A feature flag (or feature toggle) is a software development technique that uses conditional logic to enable or disable functionality at runtime without deploying new code. It acts as a dynamic configuration switch, decoupling code deployment from feature release. This allows engineering teams to control feature exposure, perform canary deployments, run A/B tests, and quickly disable problematic functionality in production, all through configuration changes rather than code rollbacks.
Glossary
Feature Flag

What is a Feature Flag?
A foundational technique for decoupling deployment from release, enabling controlled rollouts and dynamic system behavior.
In modern LLM operations and microservices architectures, feature flags are managed via specialized platforms or configuration stores, allowing for centralized control and real-time updates. They are integral to progressive delivery strategies, enabling safe experimentation and traffic splitting for new model versions or prompt templates. By separating release from deployment, flags reduce risk, increase deployment frequency, and provide a critical mechanism for observability and rapid incident response.

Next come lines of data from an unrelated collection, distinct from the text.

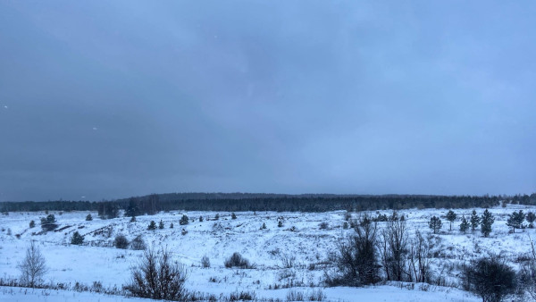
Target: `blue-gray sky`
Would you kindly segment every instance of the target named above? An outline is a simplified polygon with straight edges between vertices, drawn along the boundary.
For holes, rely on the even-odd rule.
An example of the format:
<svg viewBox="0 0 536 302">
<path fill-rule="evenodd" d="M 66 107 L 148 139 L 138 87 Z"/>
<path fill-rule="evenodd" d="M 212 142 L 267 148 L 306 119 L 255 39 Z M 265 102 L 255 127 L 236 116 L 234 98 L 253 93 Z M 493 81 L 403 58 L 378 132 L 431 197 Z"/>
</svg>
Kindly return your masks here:
<svg viewBox="0 0 536 302">
<path fill-rule="evenodd" d="M 534 192 L 535 13 L 0 0 L 0 200 Z"/>
</svg>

Core Characteristics of Feature Flags
Feature flags are conditional toggles that decouple deployment from release. Their core characteristics define how they enable controlled, safe, and data-driven software delivery.
Runtime Control
A feature flag's primary characteristic is its ability to be toggled at runtime, without requiring a code redeploy or service restart. This is achieved by evaluating a boolean condition or configuration value when the code path is executed.
- Dynamic Configuration: Flags are typically managed via an external configuration service or database.
- No Downtime: Features can be turned on or off instantly for all or a subset of users.
- Example: A new LLM-powered chat interface can be enabled for internal beta testers while remaining hidden from the general user base.
Targeting and Segmentation
Flags allow granular control over which users or requests see a feature. This is governed by targeting rules defined by user attributes, request context, or random sampling.
- User Attributes: Roll out based on user ID, account tier, geographic location, or device type.
- Percentage Rollouts: Release to a random percentage of traffic (e.g., 5%, 25%, 100%).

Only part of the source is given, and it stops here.